However, it will be a debate that will go down in history as the first one in independent St. Kitts & Nevis that has been boycotted by the parliamentarians on the opposition benches.
When members of the public, including those from the private sector, civic organizations and government attended the opening session of the debate this morning, (Tuesday), they met a National Assembly with all the seats on the opposition benches, empty, as non government members took action to boycott the proceedings, as part of their protest action, over the government’s moves, to prevent the introduction of certain pieces of legislation.

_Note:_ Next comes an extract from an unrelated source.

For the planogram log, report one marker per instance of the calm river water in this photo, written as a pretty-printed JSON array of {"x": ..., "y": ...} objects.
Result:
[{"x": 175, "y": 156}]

Leader of the opposition Mark Brantley in a release Tuesday morning stated “the members of the Opposition are deeply concerned that some 28 years after St. Kitts and Nevis became an independent country, the necessary statutory mechanisms to prevent Government corruption are still wholly absent.”
Mr. Brantley continued, “Our country has no Integrity in Public Life legislation, no Freedom of Information legislation and no provisions which could provide a check on governmental corruption. This situation is not in keeping with modern democratic traditions and St. Kitts and Nevis lags badly behind most of its Caribbean neighbours in this regard.”
“It was therefore with grave concern and considerable suspicion that we discovered that the Integrity in Public Life Bill would not be tabled at all in Parliament due to parliamentary manoeuvrings by the sitting Government led by Prime Minister Dr. Denzil Douglas,” Brantley added.
The Public in integrity Life bill was sent to the Speaker’s office for tabling but the bill was never placed on the order paper for debate in the national parliament.
Meanwhile, citizens of the country have been bracing for news about possible higher taxes that they fear might be introduced as new budgetary measures, designed to reduce the high National Debt of the country.